# Sony No.1 in North America



## jeffa4444 (Aug 31, 2018)

In the first half of 2018 according to an article in Ametaur Photographer Sony are No. 1 in full-frame cameras with either the A7R III, A7III and the new A9 with sports & press photographers in North America. 4 out of every 10 cameras being Sony. 

If this is true its no wonder Nikon are bringing out the Z6 & Z7 and that Canon will announce the EOS R & RF lenses.


----------



## neuroanatomist (Aug 31, 2018)

Old news, but thanks for sharing anyway. 

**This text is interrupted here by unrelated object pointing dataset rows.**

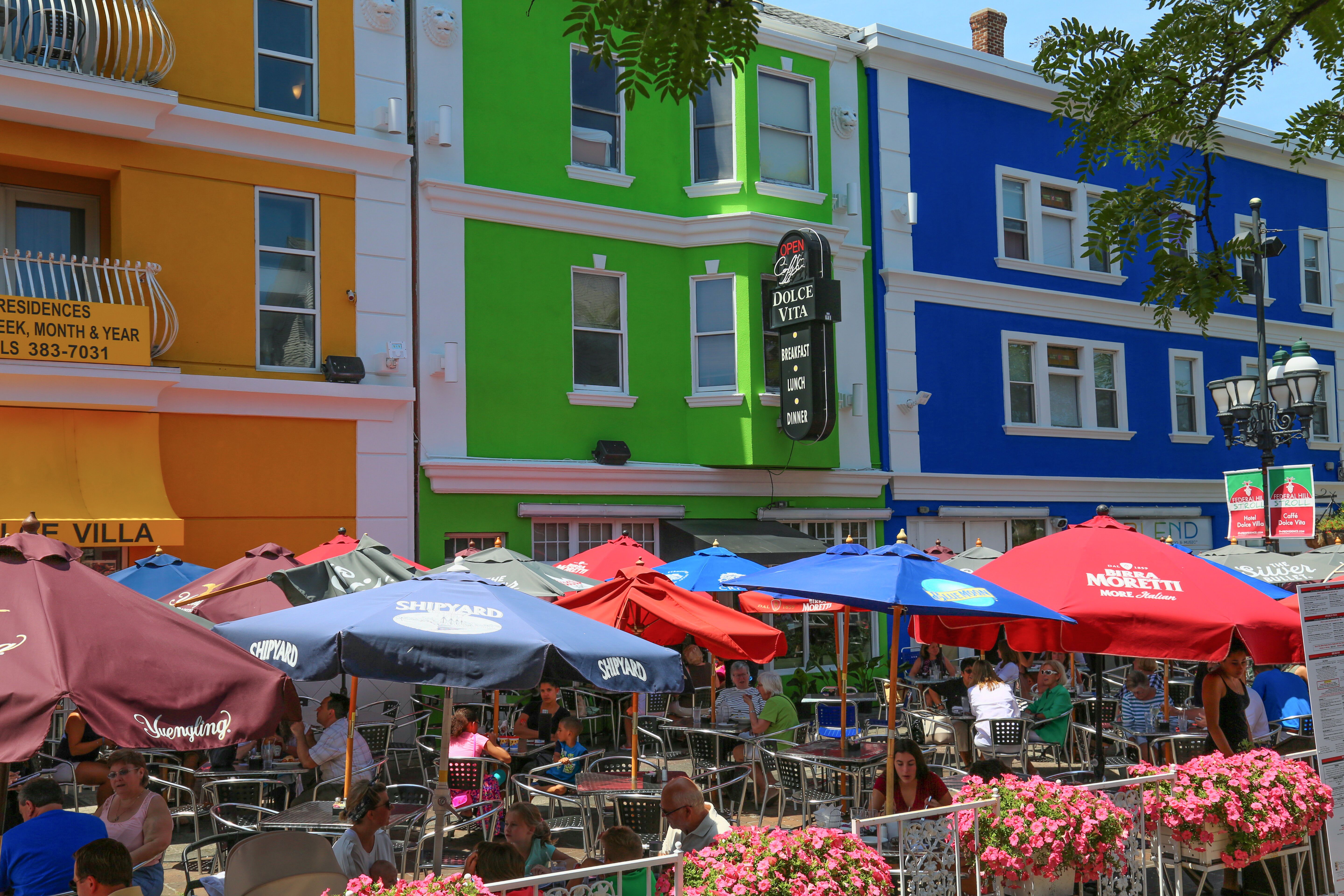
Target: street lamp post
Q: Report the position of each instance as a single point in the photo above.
(1257, 412)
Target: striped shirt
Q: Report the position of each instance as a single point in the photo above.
(330, 754)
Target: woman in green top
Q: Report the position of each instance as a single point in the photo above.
(777, 717)
(1054, 703)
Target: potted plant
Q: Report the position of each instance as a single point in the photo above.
(769, 862)
(1238, 809)
(1045, 833)
(429, 886)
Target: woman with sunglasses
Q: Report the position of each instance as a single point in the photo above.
(138, 819)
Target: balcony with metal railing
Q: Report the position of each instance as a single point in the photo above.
(84, 280)
(116, 39)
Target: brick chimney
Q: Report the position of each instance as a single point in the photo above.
(987, 32)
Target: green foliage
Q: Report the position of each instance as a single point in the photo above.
(668, 46)
(1154, 104)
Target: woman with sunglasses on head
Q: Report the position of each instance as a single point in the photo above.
(138, 819)
(365, 848)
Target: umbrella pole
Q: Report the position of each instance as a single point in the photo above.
(892, 710)
(1099, 756)
(443, 796)
(635, 738)
(350, 731)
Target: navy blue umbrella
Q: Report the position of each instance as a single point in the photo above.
(159, 574)
(897, 577)
(454, 629)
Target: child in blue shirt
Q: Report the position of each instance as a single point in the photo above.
(568, 749)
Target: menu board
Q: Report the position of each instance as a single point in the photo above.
(1323, 643)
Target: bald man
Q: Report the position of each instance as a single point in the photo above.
(691, 821)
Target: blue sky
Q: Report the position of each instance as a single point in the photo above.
(1291, 88)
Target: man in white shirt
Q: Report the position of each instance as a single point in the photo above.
(1256, 717)
(329, 752)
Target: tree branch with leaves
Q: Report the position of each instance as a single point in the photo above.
(670, 48)
(1154, 107)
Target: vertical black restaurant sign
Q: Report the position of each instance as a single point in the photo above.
(803, 305)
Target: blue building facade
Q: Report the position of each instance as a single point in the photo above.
(1026, 382)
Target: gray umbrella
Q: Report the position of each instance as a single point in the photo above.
(972, 559)
(521, 573)
(1276, 569)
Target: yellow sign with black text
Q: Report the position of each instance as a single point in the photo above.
(52, 330)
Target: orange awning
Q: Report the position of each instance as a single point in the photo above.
(92, 477)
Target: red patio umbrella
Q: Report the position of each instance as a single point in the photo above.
(647, 604)
(251, 601)
(1132, 596)
(339, 546)
(604, 561)
(143, 676)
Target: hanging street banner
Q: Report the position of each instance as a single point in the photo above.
(1245, 504)
(1292, 502)
(803, 304)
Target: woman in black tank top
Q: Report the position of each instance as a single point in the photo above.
(1225, 703)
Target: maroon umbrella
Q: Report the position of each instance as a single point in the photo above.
(257, 598)
(142, 676)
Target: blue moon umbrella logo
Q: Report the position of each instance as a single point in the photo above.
(951, 592)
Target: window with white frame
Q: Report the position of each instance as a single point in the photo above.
(1187, 393)
(784, 105)
(596, 112)
(711, 130)
(1043, 221)
(287, 281)
(1315, 285)
(557, 541)
(1064, 385)
(714, 358)
(831, 532)
(599, 331)
(287, 57)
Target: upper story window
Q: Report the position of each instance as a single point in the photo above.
(287, 57)
(1316, 285)
(1043, 226)
(287, 281)
(1064, 387)
(714, 334)
(599, 331)
(711, 130)
(596, 112)
(787, 130)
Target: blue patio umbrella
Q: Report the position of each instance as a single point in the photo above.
(458, 630)
(897, 580)
(159, 574)
(1260, 585)
(710, 570)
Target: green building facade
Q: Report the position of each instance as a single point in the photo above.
(595, 273)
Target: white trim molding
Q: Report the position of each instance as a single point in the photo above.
(599, 175)
(784, 515)
(1068, 432)
(566, 216)
(784, 191)
(714, 189)
(1072, 490)
(1056, 271)
(710, 399)
(499, 476)
(527, 510)
(603, 399)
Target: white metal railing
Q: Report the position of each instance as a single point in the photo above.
(925, 851)
(557, 882)
(84, 280)
(118, 39)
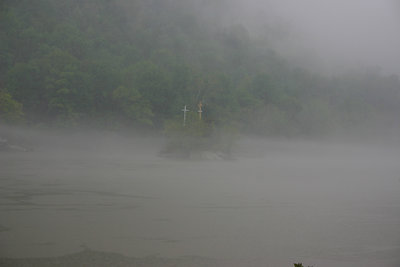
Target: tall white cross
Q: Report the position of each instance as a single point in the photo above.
(184, 115)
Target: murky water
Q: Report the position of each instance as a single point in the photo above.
(277, 203)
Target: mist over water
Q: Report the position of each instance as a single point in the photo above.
(297, 143)
(278, 202)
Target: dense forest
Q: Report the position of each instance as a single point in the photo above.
(116, 64)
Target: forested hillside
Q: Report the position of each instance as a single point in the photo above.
(136, 63)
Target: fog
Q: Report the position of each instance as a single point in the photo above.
(335, 35)
(278, 202)
(314, 177)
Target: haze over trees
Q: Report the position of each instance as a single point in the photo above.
(124, 63)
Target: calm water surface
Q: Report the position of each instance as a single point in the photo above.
(277, 203)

Worth keeping in mind that Sony has launched multiple FF MILCs recently, including a $2K model. Canon hasn't launched and recently, and the Nikon D850 has been out of stock at all major US online retailers for the same period when Sony outsold CaNikon. 

But kudos to Sony for being #1 in a subsegment of the ILC market, in one country, for 6 months. And kudos to Canon for being #1 in the entire ILC market, across the entire world, for >15 years and counting.


----------



## SOD (Sep 1, 2018)

It's not a subset. Sony is #1 in the entire ILC market, in the world, most likely. I can only verify that Canon is #1 in Japan while Sony is #1 in North America and #1 in China. Both North America and China are larger markets than Japan by quite some margin. I don't think Nikon does anywhere near the volume of Sony or Canon anymore. Also, bear in mind when you say Sony has released a ton of bodies lately and Canon hasn't, that Sony releases new bodies every year and Canon doesn't. So this is "as intended" and will likely continue along the same trajectory.

Canon looks ready for a huge release with the 24-70/2.0 zoom and 50/1.2 being released immediately for RF mount mirrorless. I think perhaps Canon will have a comeback starting now, but it probably will be more at the expense of Nikon than of Sony. I don't think Nikon is likely to ever move back up from the #3 spot.


----------